Für Ferkelerzeuger und Aufzüchter, die Tiere an Mastbetriebe vermarkten müssen, wurden von einigen nordwestdeutschen Vermarktungsorganisationen sogenannte „Ferkelpässe“ eingeführt, in denen der durch regelmäßige Blutuntersuchungen ermittelte aktuelle PRRSV- und Salmonellenstatus sowie die Anzahl und Art der verabreichten Ferkelimpfungen dokumentiert wird.

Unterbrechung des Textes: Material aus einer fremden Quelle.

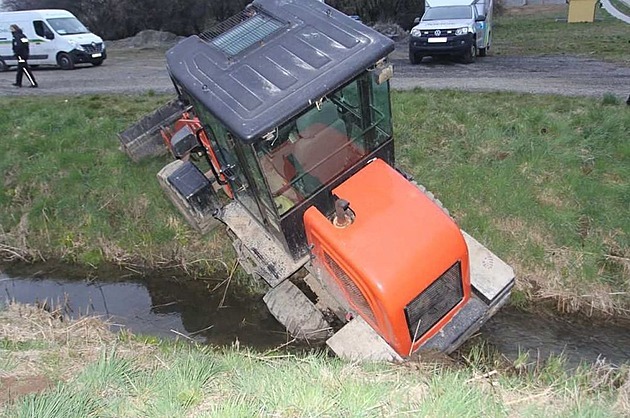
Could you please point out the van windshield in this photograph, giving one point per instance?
(445, 13)
(67, 26)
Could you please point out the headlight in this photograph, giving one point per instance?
(76, 45)
(462, 31)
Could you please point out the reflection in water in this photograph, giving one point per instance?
(156, 306)
(165, 306)
(579, 340)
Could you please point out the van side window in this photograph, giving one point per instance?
(41, 29)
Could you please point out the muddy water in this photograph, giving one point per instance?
(578, 339)
(172, 307)
(162, 306)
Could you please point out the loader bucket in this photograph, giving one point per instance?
(144, 138)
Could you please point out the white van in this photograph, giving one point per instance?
(452, 27)
(56, 37)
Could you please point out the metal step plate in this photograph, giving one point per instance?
(357, 341)
(489, 275)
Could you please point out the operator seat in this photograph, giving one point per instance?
(324, 149)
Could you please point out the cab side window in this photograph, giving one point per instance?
(41, 29)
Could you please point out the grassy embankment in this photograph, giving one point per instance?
(51, 369)
(539, 30)
(543, 181)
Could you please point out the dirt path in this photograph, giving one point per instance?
(132, 71)
(563, 75)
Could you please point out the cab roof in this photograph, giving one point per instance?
(269, 63)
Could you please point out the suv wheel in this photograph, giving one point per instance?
(471, 54)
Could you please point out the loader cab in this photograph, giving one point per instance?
(296, 164)
(294, 98)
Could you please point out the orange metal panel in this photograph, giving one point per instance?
(400, 243)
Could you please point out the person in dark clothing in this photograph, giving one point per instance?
(21, 52)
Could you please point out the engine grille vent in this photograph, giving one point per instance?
(435, 302)
(241, 31)
(356, 297)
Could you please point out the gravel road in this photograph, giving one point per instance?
(132, 71)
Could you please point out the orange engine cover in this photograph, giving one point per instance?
(402, 264)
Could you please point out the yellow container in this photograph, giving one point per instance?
(582, 10)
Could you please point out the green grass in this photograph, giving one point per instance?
(85, 200)
(182, 380)
(541, 180)
(542, 32)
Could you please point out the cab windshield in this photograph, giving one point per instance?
(312, 149)
(67, 26)
(449, 12)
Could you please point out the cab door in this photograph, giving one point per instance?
(42, 44)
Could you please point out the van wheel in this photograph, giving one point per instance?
(64, 60)
(414, 58)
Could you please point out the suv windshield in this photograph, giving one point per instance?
(67, 26)
(451, 12)
(312, 149)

Im Süden, wo traditionell mehr die Sammelferkelvermarktung stattfindet, überprüfen einige Erzeugergemeinschaften den Gesundheitsstatus ihrer Lieferbetriebe ein- bis zweimal jährlich serologisch zumindest auf PRRSV und Salmonellen. Das ist dank der beim TGD Bayern etablierten Hodensaftserologie tierschonend und individuell auf andere serologische Untersuchungen (Influenza, PPV, PCV2, M.hyo) erweiterbar. Da dies nur den Antikörperstatus der Sauenherde wiedergibt, werden zum  Teil zusätzlich noch Ferkel gegen Ende der Aufzucht mit Blutproben untersucht.

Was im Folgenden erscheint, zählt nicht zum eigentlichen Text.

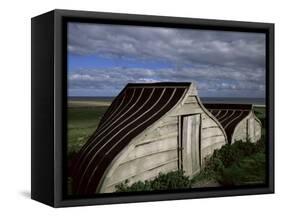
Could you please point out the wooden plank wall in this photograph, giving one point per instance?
(156, 149)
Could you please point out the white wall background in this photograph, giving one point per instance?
(15, 106)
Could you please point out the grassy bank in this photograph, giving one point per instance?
(82, 122)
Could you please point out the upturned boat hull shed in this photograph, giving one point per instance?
(148, 129)
(238, 120)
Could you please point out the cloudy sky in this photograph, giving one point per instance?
(102, 59)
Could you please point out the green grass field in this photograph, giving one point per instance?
(83, 119)
(84, 116)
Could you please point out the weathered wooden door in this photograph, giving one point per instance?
(191, 144)
(251, 129)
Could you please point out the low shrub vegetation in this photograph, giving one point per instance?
(169, 181)
(241, 163)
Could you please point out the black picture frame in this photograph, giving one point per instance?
(49, 100)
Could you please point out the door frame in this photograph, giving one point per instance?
(180, 145)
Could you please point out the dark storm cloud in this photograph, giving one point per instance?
(216, 60)
(214, 79)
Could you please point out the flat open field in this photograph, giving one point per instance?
(83, 119)
(84, 116)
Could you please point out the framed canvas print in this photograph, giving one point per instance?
(130, 108)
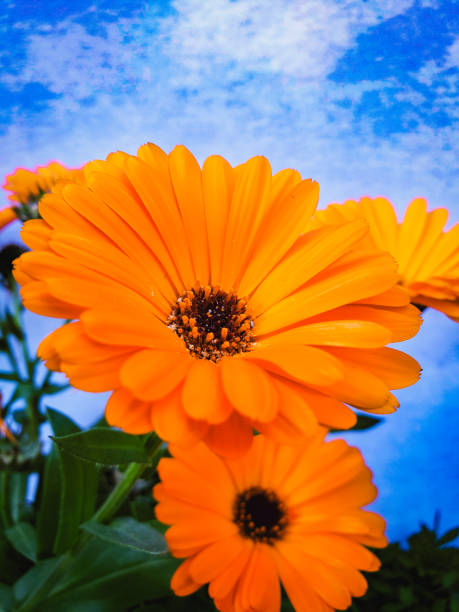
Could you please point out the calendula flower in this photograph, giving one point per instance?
(7, 215)
(427, 256)
(197, 298)
(280, 512)
(28, 186)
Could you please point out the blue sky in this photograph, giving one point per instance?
(360, 95)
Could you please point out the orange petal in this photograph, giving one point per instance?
(303, 363)
(294, 420)
(335, 287)
(168, 416)
(259, 587)
(231, 439)
(217, 185)
(249, 388)
(281, 227)
(186, 180)
(249, 201)
(152, 374)
(182, 583)
(312, 253)
(302, 595)
(352, 333)
(216, 558)
(396, 369)
(133, 327)
(36, 233)
(203, 396)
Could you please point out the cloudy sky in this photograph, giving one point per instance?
(360, 95)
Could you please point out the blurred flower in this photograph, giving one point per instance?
(7, 215)
(428, 257)
(202, 304)
(28, 186)
(7, 255)
(280, 512)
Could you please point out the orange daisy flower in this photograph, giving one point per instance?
(28, 186)
(7, 215)
(198, 299)
(280, 512)
(427, 256)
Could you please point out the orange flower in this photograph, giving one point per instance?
(7, 215)
(28, 186)
(201, 303)
(279, 512)
(428, 257)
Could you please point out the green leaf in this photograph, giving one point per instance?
(68, 495)
(23, 538)
(101, 577)
(17, 495)
(29, 588)
(364, 421)
(78, 487)
(126, 531)
(8, 376)
(48, 506)
(105, 446)
(6, 598)
(449, 536)
(77, 501)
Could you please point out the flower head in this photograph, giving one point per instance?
(197, 298)
(7, 215)
(427, 256)
(28, 186)
(280, 512)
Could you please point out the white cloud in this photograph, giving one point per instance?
(295, 38)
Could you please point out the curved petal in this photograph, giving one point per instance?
(203, 396)
(249, 388)
(231, 439)
(151, 374)
(303, 363)
(186, 181)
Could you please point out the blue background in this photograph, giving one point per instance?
(361, 96)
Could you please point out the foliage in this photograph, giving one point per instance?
(88, 541)
(424, 577)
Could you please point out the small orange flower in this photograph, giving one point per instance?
(427, 256)
(280, 512)
(199, 300)
(7, 215)
(28, 186)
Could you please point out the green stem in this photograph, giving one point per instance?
(12, 358)
(121, 491)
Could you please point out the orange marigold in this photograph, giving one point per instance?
(280, 512)
(7, 215)
(199, 300)
(28, 186)
(427, 256)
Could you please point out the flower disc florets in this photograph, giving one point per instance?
(260, 515)
(212, 322)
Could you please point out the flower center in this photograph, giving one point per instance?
(212, 323)
(260, 515)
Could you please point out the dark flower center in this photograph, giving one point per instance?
(212, 323)
(260, 515)
(7, 255)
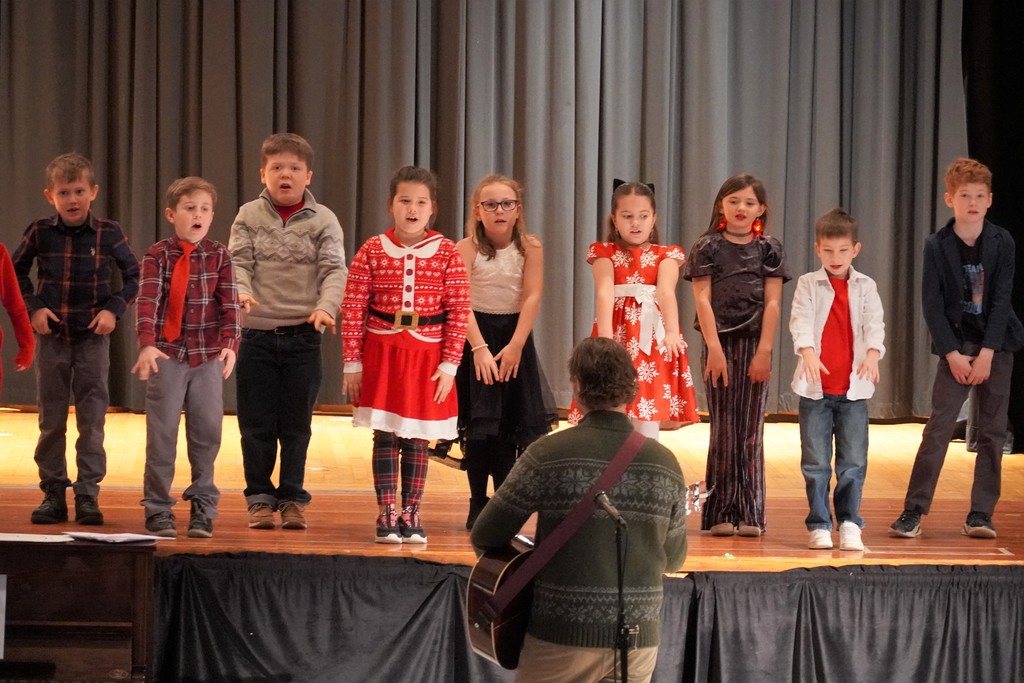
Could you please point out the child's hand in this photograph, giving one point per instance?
(960, 366)
(485, 366)
(509, 358)
(351, 383)
(444, 383)
(717, 368)
(812, 366)
(321, 319)
(41, 321)
(868, 369)
(673, 345)
(760, 370)
(103, 323)
(981, 368)
(227, 356)
(247, 302)
(146, 363)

Durch das Monitoring-Raster fallen eher die geschlossen arbeitenden Betriebe sowie die reinen Schweinemäster. Hier gibt es zwar das Feedback über die Schlachthöfe, aber es herrscht die weit verbreitete Meinung, dass allein die Herkunft der eingestallten Tiere maßgeblich den Gesundheitsstatus bestimmt. Dies gilt allerdings nur, wenn ausschließlich Tiere einer Herkunft eingestallt und die Biosicherheit absolut vorbildlich ist. Über die EG Südbayern läuft seit mehreren Jahren am Schlachthof in Vilshofen, Niederbayern, das vom SGD in Landshut und Deggendorf unterstützte MOSS-Projekt, bei dem regelmäßig Schlachttieruntersuchungen an Bestandsbesuche beim Mäster gekoppelt werden. Regelmäßige Screenings bieten hier die Möglichkeit, Veränderungen in der Tiergesundheit zu messen. Manchmal sogar, bevor es dafür klinische Anzeichen gibt.

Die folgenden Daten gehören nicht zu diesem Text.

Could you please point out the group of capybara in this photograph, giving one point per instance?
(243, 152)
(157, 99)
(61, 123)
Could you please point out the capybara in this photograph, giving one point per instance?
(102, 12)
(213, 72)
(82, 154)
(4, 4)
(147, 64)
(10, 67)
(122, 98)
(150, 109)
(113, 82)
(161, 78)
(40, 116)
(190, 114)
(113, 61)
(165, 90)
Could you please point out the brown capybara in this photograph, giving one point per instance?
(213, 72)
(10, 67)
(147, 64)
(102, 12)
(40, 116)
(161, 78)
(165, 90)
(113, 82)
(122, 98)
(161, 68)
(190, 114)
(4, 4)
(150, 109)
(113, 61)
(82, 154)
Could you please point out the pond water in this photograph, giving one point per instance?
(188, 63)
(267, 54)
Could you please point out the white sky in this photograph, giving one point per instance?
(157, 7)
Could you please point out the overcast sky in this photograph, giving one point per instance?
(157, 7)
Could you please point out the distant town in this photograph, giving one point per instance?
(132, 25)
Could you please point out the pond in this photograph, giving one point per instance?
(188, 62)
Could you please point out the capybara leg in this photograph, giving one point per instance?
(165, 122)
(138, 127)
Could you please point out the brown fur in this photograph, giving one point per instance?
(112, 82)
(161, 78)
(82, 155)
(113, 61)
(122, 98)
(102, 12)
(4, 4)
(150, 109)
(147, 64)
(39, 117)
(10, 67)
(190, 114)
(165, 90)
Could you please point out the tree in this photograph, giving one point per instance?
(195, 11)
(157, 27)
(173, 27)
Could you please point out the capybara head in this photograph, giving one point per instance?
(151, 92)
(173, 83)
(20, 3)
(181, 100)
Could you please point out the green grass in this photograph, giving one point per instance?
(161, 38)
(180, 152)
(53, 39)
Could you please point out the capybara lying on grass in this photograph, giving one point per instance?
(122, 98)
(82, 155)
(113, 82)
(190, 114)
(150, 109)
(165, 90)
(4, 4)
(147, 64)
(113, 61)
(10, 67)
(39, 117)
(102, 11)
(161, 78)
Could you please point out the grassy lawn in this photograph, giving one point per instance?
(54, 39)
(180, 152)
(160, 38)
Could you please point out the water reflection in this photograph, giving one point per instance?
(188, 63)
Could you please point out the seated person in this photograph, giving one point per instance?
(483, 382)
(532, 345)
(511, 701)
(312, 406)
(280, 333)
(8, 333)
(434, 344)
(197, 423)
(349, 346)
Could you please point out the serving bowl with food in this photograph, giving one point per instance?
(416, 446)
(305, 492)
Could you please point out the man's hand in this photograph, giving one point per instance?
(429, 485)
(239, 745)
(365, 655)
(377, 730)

Die Ursachen von Kannibalismus in Form von Ohren- und/oder Schwanzbeißen sind bei Schweinen vielfältig und können deshalb von Durchgang zu Durchgang ganz unterschiedlich sein. Gesundheit und Fitness der Tiere bestimmen deren Wohlbefinden und Verhalten elementar, und auch hier gibt es gute und schlechte Phasen. Der Tierhalter sollte früh erkennen, wenn eine schlechte Phase beginnt. Schon ein einzelnes deutlich verbissenes Tier kann bereits ein Symptom für ein größeres Problem der ganzen Gruppe sein.